The interaction of β2-microglobulin and gold nanoparticles: impact of coating, charge and size

Gold nanoparticles (AuNPs) proved to be ideal scaffolds to build nanodevices whose performance can be tuned by changing their coating. In particular, their interaction with proteins revealed to be highly dependent on the physico-chemical properties of the gold cluster protecting monolayer. In this work we studied the behavior of three different alkanethiolate-coated AuNPs (AT-AuNPs) when they are incubated with a model amyloidogenic protein, β2-microglobulin (β2m), whose clinical relevance in dialysis-related amyloidosis (DRA) and structural properties are well known.

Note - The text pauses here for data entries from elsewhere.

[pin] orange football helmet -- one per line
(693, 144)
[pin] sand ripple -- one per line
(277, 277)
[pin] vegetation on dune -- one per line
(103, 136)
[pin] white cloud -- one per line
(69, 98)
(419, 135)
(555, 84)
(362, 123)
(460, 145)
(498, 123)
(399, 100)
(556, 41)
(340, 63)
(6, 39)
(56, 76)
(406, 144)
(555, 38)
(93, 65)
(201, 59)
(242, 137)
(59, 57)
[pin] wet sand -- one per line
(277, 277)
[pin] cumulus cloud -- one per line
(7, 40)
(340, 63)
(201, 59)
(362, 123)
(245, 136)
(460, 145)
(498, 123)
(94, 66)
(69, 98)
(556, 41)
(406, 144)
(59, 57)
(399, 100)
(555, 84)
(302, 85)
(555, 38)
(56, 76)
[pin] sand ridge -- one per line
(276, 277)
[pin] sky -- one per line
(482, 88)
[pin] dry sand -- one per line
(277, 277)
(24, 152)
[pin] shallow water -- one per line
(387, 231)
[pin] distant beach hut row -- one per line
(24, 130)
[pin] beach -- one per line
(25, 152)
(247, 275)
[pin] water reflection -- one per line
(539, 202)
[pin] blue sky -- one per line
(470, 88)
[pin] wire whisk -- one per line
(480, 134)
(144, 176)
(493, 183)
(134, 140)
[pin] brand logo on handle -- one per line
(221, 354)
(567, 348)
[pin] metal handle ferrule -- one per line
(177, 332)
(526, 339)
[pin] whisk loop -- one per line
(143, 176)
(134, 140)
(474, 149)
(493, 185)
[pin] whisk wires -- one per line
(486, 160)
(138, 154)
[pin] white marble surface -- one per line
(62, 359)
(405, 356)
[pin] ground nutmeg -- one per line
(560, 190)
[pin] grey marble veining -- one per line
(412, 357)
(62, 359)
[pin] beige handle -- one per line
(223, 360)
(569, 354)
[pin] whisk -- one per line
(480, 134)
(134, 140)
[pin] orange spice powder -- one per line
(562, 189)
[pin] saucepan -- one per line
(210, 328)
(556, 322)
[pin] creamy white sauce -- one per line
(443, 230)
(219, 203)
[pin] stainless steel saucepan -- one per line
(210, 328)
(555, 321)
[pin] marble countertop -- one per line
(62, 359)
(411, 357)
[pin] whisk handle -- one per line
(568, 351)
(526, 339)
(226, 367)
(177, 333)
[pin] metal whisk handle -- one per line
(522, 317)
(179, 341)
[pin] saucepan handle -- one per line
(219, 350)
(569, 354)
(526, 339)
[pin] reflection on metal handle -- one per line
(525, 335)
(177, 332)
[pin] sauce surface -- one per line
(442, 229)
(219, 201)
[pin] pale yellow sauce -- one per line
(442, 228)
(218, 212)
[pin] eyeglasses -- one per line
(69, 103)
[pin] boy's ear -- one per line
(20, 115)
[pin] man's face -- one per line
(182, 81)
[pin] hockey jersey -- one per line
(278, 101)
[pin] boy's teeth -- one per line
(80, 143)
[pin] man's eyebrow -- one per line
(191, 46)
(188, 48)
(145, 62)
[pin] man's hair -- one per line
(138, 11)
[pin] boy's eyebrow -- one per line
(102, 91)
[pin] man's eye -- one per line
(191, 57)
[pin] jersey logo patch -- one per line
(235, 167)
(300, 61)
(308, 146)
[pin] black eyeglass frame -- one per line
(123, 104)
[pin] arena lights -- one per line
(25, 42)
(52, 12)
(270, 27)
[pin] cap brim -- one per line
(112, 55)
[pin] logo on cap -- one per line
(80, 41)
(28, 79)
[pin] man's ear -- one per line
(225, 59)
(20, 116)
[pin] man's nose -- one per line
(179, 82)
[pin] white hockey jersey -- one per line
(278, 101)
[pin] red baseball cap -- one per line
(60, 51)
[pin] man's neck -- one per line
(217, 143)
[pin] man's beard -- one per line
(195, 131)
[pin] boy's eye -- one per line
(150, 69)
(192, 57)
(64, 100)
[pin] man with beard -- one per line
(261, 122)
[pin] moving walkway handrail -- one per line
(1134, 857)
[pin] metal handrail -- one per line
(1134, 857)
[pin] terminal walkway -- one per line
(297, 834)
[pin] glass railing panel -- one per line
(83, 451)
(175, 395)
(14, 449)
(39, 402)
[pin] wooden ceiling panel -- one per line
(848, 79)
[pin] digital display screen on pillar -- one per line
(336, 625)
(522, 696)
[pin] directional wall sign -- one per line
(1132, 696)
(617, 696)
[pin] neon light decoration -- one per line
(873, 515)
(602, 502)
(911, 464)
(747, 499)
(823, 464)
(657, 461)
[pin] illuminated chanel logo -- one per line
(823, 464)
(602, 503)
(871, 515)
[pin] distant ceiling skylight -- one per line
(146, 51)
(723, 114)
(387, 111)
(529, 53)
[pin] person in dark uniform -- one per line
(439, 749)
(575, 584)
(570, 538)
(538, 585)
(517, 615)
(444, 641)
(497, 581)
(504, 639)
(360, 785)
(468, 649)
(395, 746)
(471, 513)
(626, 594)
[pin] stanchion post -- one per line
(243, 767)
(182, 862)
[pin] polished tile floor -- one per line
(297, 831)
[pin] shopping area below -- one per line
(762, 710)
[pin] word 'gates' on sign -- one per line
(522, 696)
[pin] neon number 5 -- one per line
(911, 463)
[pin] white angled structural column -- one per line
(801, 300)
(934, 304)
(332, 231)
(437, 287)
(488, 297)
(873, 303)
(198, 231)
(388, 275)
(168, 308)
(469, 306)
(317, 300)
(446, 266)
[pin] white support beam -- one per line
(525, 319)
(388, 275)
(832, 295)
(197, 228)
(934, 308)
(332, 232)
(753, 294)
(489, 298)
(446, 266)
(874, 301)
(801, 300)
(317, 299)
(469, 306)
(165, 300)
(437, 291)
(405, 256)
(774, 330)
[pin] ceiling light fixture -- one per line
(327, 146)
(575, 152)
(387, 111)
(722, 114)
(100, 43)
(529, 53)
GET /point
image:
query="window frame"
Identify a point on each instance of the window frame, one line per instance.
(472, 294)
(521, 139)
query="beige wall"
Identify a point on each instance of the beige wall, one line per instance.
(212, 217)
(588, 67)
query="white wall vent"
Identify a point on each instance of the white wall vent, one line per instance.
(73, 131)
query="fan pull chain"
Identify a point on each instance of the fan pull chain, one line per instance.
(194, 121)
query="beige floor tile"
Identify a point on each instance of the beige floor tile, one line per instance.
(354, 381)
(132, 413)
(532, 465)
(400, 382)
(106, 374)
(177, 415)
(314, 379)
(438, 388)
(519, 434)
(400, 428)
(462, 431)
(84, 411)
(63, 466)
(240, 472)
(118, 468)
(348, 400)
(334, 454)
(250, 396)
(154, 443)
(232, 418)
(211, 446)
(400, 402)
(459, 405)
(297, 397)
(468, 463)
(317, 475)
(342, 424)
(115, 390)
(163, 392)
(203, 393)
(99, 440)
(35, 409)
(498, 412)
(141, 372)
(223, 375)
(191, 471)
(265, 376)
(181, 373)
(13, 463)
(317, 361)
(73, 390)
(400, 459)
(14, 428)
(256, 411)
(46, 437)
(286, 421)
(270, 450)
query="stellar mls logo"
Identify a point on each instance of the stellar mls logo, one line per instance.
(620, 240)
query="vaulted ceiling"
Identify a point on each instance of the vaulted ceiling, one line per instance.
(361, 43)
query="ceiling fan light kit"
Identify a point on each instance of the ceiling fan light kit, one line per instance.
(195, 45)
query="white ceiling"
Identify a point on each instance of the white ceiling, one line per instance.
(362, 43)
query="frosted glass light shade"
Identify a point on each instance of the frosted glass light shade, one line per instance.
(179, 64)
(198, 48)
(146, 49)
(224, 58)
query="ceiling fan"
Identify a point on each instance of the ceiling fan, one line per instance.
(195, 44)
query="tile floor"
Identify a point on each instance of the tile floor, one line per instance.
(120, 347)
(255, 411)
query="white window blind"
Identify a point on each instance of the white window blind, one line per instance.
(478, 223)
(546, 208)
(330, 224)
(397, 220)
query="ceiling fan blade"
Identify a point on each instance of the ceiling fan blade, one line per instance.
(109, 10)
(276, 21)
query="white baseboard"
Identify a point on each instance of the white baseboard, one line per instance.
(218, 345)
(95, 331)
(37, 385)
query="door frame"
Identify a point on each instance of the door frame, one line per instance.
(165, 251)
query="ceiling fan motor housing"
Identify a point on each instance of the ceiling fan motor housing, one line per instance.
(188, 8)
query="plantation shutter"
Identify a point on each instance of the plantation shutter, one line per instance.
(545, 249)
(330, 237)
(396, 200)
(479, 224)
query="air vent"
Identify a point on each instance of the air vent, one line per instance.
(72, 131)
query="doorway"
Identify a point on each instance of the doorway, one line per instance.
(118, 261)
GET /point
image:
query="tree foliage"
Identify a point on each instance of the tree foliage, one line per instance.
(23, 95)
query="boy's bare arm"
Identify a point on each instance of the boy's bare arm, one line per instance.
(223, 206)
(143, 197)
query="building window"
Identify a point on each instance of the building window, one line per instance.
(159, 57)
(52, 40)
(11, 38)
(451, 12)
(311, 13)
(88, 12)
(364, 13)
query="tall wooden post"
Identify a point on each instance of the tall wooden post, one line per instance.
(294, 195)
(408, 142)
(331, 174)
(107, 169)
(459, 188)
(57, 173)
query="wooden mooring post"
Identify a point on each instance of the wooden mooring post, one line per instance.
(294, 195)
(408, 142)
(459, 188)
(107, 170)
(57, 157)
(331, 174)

To this aim we synthesized 6-mercaptohexanoic acid-coated AuNPs (MHA-AuNPs) and (11-mercaptoundecyl)-N,N,N-trimethylammonium bromide-coated AuNPs (MUTAB-AuNPs) of 7.5 nm diameter and 3-mercaptopropionic acid-coated AuNPs (MPA-AuNPs) of 3.6 nm diameter. To study the effects of the incubation with β2m of these NPs that differ in charge and dimension, we employed NMR, UV-Vis and fluorescence spectroscopy, along with transmission electron microscopy (TEM). The three tested AuNP systems gave different results. We found that MHA-AuNPs precipitate with the protein into large agglomerates inducing β2m unfolding, MUTAB-AuNPs precipitation is triggered by the protein that remains unchanged in solution, at least at the higher considered protein/NP ratio, and MPA-AuNPs interact preferentially with a localized region of the protein that stays essentially stably dissolved. These results stress the complexity of the bio-nano interface and the relevance and viability of a fine control of NP properties to master protein-NP interactions.